Теперь вечерами он торопился домой, к книгам, и с удовольствием замечал, что за день поспевает с делами, да и голова ясней. Вузовский учебник был отброшен, статья Карелина оказалась понятной. Чем свободнее он чувствовал себя в кругу специальных проблем, тем интересней ему становилось читать и тем больше он радовался, что у него хватило настойчивости углубиться самому в эту увлекательную область техники. И чем больше он понимал, тем отчетливее припоминались ему объяснения Котельникова; он снова, по памяти, читал чертежи, только теперь все было понятно и — покоряюще просто, остроумно, ново!..
Однажды, проходя по заводскому двору, Григорий Петрович услыхал сильный, быстро нарастающий звук, похожий на рев водопада или на грохот ливня по железной крыше.
— Ротор!
В специальной загородке, обнесенной металлической сеткой, на особом станке с чуткими приборами испытывался ротор — длинный вал с насаженными на него колесами, ощетинившимися рядами лопаток. Это был рабочий организм турбины, ее богатырская мускульная сила.
Сейчас вал пришел в движение. Лопатки будто исчезли: стремительное вращение колес сливало их в сплошные кольца.

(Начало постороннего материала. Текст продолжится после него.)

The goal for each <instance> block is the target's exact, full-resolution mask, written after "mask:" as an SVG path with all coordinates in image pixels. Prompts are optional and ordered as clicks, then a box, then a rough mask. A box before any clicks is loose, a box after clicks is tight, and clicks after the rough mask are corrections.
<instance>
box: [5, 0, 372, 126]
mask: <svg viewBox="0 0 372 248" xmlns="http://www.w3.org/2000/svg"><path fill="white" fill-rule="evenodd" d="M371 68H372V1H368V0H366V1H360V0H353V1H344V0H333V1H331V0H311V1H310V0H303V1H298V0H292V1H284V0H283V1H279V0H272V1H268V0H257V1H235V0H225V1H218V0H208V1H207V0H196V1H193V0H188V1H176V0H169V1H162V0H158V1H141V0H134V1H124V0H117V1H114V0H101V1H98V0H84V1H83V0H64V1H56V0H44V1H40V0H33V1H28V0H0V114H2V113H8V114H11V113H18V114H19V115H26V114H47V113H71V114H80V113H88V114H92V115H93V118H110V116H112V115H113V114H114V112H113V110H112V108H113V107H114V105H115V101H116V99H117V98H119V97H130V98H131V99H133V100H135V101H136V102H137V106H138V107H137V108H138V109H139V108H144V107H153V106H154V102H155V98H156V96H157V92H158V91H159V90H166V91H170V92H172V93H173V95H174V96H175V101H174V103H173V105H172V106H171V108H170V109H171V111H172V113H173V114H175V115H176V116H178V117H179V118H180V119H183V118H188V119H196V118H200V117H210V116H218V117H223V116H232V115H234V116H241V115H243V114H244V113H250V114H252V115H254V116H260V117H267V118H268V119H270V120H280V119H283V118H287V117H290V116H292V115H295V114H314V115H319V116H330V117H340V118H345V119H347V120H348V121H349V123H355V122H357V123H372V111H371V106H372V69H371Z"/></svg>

Григорий Петрович остановился неподалеку от сетки, рядом с Коршуновым и двумя мастерами — Клементьевым и Гусаковым. У Коршунова, впервые после того как он запорол колесо, расправились плечи и лицо будто разгладилось под порывами ветра, поднимаемого вращением колес, в которые было вложено так много его труда. Пышные усы Ефима Кузьмича подрагивали на ветру, а жидкие усы Гусакова так и мотало.
Станок выключили, но ротор еще долго не мог успокоиться, неохотно замедляя вращение.
Рабочий, производивший испытание, полез на ротор и прицепил к одной из лопаток переднего колеса маленький груз. Шла балансировка ротора — проверка полной точности его веса по всей окружности колес.
— Сила! — почтительно сказал Ефим Кузьмич. Они впервые видели ротор такой мощи.
У Немирова зрелище этой силы вызывало ответный подъем всех душевных сил.
— Слушайте, отцы! — закуривая и давая закурить трем своим собеседникам, напрямик заговорил он. — Слыхали вы, что конструкторы недовольны регулятором? Что они разработали совсем новую схему, гораздо более прогрессивную и удобную в управлении?
— Краем уха слыхали, — ответил Ефим Кузьмич.
Гусаков ахнул:
— Неужто опять переделки будут? Вечная с ними волынка, с этими конструкторами!
— Так необязательно и соглашаться, — как можно беспечней заметил Григорий Петрович. — Первую отошлем со старым регулятором, а на других поставим новый. А то и отложим на будущее.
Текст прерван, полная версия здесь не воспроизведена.